What are the use cases for AI within Ignition?

Ignition uses AI across the platform. Here are three core areas:

  • Competitive intelligence: Ignition uses AI to auto-generate competitive battlecards by scraping publicly available data and aggregating/summarizing it to help product & sales teams. We generate firmographic data, SEO data, reviews, and talking points to address strengths/weaknesses/pricing.

  • Customer research: Ignition uses AI to aggregate customer feedback across CRM, support ticketing and conversational intelligence systems. We can gauge customer sentiment, feature requests, product strengths and weaknesses, and value drivers. Ignition also uses AI to generate persona profiles that include their jobs-to-be-done, goals, frustrations, and buying process.

  • Go-to-market plans: Ignition uses AI to generate launch plans based on inputs provided by the user (e.g. tier 1-4, budget, launch goals). We’ll generate the channel plan, asset list, and required tasks needed for your launch to be successful.

What AI models does Ignition use?

At Ignition, we use multiple LLMs in the background, depending on the feature. We use Llama, Google Vertex and GPT to power Ignition.

How does Ignition give me better outputs than ChatGPT (or other tools)?

Ignition uses different LLMs for each feature to ensure the best output. We also use custom prompts, supplemented by the brand/positioning context that lives in Ignition, to enhance the quality and relevance of our AI outputs beyond other tools.


AI Output Quality

How accurate should I expect my AI outputs to be? How does that compare to other tools?

We do our best to use the most recent and advanced AI models to date. However, AI is still a new technology with limitations. For example, the most recent tests of Google’s Gemini model and ChatGPT’s GPT4.5 model show a roughly 90% accuracy rate. That means that 1 out of 10 times, AI can get the answer wrong. You should expect the accuracy of your own AI outputs to be about the same (along with other tools).

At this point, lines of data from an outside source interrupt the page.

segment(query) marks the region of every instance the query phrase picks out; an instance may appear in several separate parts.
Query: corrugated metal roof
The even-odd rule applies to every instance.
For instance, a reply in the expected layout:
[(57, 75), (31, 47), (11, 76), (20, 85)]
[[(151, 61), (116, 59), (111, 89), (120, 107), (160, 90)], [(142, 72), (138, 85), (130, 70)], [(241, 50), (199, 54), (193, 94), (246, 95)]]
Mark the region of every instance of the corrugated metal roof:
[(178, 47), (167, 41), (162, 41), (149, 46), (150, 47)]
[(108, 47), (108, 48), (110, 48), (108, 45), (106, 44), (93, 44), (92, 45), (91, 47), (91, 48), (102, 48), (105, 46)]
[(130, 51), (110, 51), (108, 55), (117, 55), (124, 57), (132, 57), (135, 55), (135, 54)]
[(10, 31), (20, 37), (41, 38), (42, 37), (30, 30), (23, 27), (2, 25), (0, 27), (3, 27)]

Note: 90% success rate assumes the highest quality data inputs. Limited data can negatively affect performance. Multiple steps can also complicate performance. For example, identifying, merging, and categorizing data are three separate steps that can have a 90% success rate individually. Sequencing the steps adds complexity to the action, sometimes resulting in less perfect results.

Why are the outputs I got (incomplete, incorrect, not relevant to my company)?

The most likely cause of errors is from hallucinations. Hallucinations are when AI models make up an answer. Even the best AI models hallucinate. Recent tests of Google’s Gemini model and ChatGPT’s GPT4.5 model show a roughly 90% accuracy rate. That means that 1 out of 10 times, AI can get the answer wrong. This is the biggest glaring flaw in AI technology today. We suggest re-running the prompt or revisiting your input data to minimize hallucinations.

How can I improve the outputs I get from Ignition?

First, give Ignition all the relevant information it needs about your company. Do you have a brand voice or specific messaging/positioning? Add it to your AI settings. This will help train the models and improve the output of AI copywriting. Note: this data will only be accessible and used in your own account. We do not access or use your data to train our AI models.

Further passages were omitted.